The sound of hooves broke the silence that had enveloped them. Legolas' hand dropped to his side and he stepped away. A guard from the palace emerged from the line of trees beside the river; his horse was sweating profusely.
"My lord." He addressed Legolas. "The king desires a word with you, immediately. He says it is of great import."
Legolas nodded and allowed the guard to disappear again into the wood before turning once more to Calhuan. "Are you certain?" He nearly choked on the words and his eyes were pricked with tears that he refused to let fall. The dark haired elf did not speak, but nodded.
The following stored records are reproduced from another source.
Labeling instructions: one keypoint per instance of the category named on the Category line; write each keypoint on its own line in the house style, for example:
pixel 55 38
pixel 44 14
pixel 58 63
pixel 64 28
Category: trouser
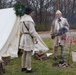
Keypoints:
pixel 56 49
pixel 26 59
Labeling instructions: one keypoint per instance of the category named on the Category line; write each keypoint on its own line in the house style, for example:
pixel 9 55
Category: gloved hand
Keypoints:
pixel 52 36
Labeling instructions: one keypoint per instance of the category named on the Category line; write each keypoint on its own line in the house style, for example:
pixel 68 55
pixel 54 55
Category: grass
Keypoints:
pixel 43 67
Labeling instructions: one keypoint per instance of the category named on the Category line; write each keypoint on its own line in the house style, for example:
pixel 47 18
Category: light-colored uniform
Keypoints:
pixel 27 43
pixel 57 40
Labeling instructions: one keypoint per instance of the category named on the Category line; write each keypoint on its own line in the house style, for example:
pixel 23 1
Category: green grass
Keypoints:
pixel 43 67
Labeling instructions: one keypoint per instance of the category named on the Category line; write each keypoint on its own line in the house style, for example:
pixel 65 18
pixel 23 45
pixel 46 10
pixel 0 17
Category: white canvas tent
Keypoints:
pixel 10 34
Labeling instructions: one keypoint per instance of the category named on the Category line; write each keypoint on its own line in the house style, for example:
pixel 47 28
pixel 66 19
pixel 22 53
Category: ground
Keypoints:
pixel 43 67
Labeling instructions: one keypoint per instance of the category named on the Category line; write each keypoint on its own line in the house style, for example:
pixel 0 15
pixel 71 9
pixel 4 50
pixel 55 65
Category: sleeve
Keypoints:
pixel 32 30
pixel 52 28
pixel 67 24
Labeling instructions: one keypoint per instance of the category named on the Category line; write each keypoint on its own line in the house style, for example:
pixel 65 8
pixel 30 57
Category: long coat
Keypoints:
pixel 54 30
pixel 27 43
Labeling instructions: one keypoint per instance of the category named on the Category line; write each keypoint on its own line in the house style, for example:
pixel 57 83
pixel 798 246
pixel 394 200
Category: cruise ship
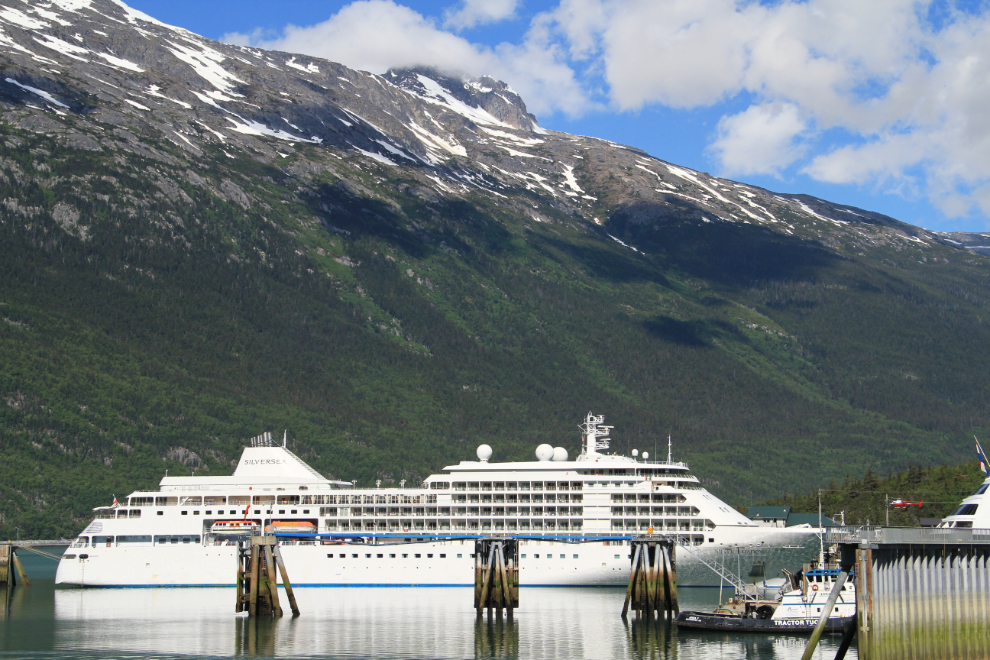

Legolas leaned in and kissed him lightly on the lips. "Farewell, Cal." Legolas was unsure why he used the pet name which he had given Calhuan when they were only children. Perhaps it was to hear himself say it, one last time.
Legolas walked away. His heart was torn.
When Legolas found his father, Thranduil was sitting on his oaken throne; a curled piece of parchment was on his knees. Legolas approached, and bowed low, as would be expected from one who is no longer the prince. The king stood, and took Legolas' arm, guiding him to sit on the dais by his feet.
"Sit, my son," he said softly, "I wish I did not have to tell you this, especially not now." He brushed a hand affectionately over his son's golden hair. "A courier from Imladris just arrived, to give me this." He waved the note. "Lord Elrond wants for you to marry Arwen."
Legolas' mind reeling, and the ground beneath him seemed to drop out from under him. How could he possibly accept when his heart was Calhuan's? Political marriages between realms were highly uncommon, but not unheard of. Thranduil's own marriage had been arranged. It was a vital tie between Lorien and Mirkwood during the Last Alliance, but it had torn both of them away from someone they loved. Little love had there been between them at first, but Thranduil and Ivren had learned to love each other, over time. The king had been devastated when his wife was killed in an orc raid. Legolas had only been a small child.
"Father . . . . you know I cannot accept . . . ."
"Legolas," Thranduil's voice was firm. "I am sorry, and I may one day ask for your forgiveness, for I have already sent my reply. I told him you would accept it with gratitude."
"No, no . . . . father . . . . I beg you . . . . you can stop the messenger . . . . there is time yet to catch him . . . . no . . . ."
"Legolas, it is final." He kissed his son lightly on the brow before standing and striding out of the chamber.
A breath shuddered from Legolas' body. It was surreal to him. Dawn would soon be there, and perhaps he would awaken from this hideous dream. Legolas folded his arms on the throne and buried his face betwen them while he wept.